To her own surprise, Miriam started laughing too.
When the laughter subsided, Darlene continued.
“But you see, Miriam got jealous because God talked to Moses in a way he didn’t speak to her. She got jealous of what Moses had, and forgot that the only reason Moses had that close relationship was because he had a job God wanted him to do.
“See, Miriam had to wait in the same bondage with the rest of her people until her brother came back, and she was older than him. It wasn’t her job to lead the people out, but she did lead the women, ‘cause Moses couldn’t understand how that bondage was for them. Womenfolk’s pain is always different from men; it goes through us in places they don’t have, and I don’t mean what you might think. It goes deeper, and stays longer, and hurts more; you know that now, don’t you?”
“Yes, ma’am.”
“Ain’t no shame in knowin, child, and you found out young. Some women don’t find out til it’s way too late, and they lives is gone. Now this Miriam, she ain’t had no call to rise up against her brother, but y’see, people forget.

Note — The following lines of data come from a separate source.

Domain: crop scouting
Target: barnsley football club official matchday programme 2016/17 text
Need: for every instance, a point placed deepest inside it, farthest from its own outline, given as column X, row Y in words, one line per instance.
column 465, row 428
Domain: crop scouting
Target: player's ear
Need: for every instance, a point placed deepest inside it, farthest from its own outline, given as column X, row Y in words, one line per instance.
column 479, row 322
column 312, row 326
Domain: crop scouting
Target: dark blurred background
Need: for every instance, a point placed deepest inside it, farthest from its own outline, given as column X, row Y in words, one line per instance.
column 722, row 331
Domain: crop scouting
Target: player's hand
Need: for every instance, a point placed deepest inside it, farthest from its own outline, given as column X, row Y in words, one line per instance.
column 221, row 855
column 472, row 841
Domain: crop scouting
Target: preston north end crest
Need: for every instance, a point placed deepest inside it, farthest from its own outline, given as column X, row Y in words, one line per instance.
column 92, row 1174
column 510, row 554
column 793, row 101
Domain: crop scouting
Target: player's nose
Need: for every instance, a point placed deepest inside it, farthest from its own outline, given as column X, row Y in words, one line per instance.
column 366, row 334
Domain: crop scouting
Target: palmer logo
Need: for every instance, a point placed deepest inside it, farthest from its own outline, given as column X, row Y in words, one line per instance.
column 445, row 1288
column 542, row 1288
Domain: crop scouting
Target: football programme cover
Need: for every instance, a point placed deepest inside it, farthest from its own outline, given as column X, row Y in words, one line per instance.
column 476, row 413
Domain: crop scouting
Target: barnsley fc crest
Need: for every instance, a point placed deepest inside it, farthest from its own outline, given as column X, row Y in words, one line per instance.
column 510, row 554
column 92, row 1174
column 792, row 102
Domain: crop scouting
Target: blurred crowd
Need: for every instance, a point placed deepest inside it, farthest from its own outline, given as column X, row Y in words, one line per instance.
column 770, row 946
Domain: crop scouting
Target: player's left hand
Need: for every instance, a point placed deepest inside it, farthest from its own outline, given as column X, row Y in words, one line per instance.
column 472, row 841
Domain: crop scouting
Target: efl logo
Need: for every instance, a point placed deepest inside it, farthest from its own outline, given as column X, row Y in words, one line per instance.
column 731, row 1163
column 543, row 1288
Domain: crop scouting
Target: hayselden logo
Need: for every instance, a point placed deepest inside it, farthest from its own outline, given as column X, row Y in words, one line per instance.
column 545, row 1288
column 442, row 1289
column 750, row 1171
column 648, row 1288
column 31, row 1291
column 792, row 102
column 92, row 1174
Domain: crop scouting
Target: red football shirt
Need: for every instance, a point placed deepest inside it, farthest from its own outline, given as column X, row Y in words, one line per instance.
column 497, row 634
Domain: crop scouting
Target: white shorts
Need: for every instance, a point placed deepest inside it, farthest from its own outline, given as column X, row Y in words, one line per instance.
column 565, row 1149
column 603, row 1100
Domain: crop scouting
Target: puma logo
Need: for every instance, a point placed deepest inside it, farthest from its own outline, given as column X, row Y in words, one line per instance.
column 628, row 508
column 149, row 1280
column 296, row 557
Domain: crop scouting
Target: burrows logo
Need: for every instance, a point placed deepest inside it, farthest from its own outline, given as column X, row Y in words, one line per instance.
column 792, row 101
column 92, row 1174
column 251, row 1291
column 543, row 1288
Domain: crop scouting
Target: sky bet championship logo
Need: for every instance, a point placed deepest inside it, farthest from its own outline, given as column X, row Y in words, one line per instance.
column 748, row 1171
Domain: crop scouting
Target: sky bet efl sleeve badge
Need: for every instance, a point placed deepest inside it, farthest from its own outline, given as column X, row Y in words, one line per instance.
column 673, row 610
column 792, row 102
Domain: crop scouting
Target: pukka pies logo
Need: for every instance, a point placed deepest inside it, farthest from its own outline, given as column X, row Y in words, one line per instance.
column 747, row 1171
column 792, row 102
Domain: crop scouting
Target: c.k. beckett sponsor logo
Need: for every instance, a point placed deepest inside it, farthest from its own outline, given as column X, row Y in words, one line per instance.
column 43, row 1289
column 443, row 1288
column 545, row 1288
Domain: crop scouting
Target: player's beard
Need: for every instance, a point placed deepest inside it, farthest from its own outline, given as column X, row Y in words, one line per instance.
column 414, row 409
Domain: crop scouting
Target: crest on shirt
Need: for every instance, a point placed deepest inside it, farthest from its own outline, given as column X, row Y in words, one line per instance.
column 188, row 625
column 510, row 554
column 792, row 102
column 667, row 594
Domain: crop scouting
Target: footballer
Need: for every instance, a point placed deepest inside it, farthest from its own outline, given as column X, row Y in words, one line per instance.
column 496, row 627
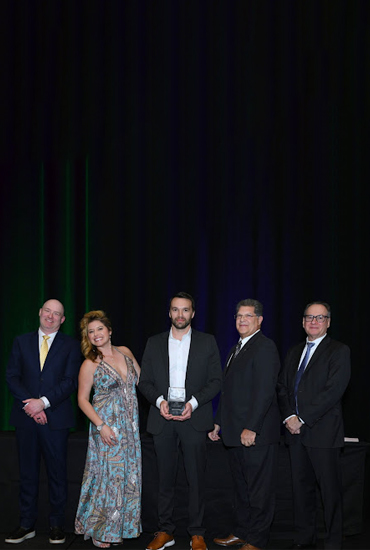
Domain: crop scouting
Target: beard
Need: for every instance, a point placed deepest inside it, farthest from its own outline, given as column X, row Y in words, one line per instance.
column 180, row 325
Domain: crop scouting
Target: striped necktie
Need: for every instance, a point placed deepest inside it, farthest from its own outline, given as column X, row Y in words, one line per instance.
column 44, row 351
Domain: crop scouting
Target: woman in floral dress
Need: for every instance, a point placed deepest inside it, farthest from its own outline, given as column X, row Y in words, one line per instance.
column 109, row 506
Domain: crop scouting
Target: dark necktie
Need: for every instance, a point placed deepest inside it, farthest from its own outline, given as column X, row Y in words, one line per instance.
column 300, row 371
column 236, row 351
column 238, row 347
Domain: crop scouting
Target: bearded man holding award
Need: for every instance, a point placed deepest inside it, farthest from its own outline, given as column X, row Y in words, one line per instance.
column 180, row 375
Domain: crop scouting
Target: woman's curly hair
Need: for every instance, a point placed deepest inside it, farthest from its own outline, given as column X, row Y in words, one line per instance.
column 89, row 351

“She didn’t know Moses had to keep climbin’ mountains to speak to God, to keep on his knees to stop God from wipin’ the people out, cuz they was always complainin’. He had to work, to judge the people, to deal with their jealousy and pettiness.
“She was there, and she saw it all, but she didn’t know. All she saw was that God was talkin her brother in ways he didn’t talk to her, and it didn’t matter they was free, and on they way to a wonderful place.
“See, folks gets to lookin at what other folks have, and don’t know what they had to go through to get it, but they want it all the same.”
As Darlene spoke, a tear had pooled in the corner of Miriam’s lips, and she licked it off, tasting its bitterness. There had been harsh words and hard feelings at her departure. It all came down to one thing, the last thing she said before leaving: “I deserve better!”
Darlene let her words sink in as she looked at Miriam, who’d begun rocking the chair.
“You made the right choice to come back. Now, truth be told, girl, I don’t know why you got off that bus here, like you asked me earlier, but God knows. Now, you need to get on home, and let your heart and body heal from that beatin’ they done took.” “

“My family doesn’t know I’m here, Miss Darlene. I was afraid to tell them…”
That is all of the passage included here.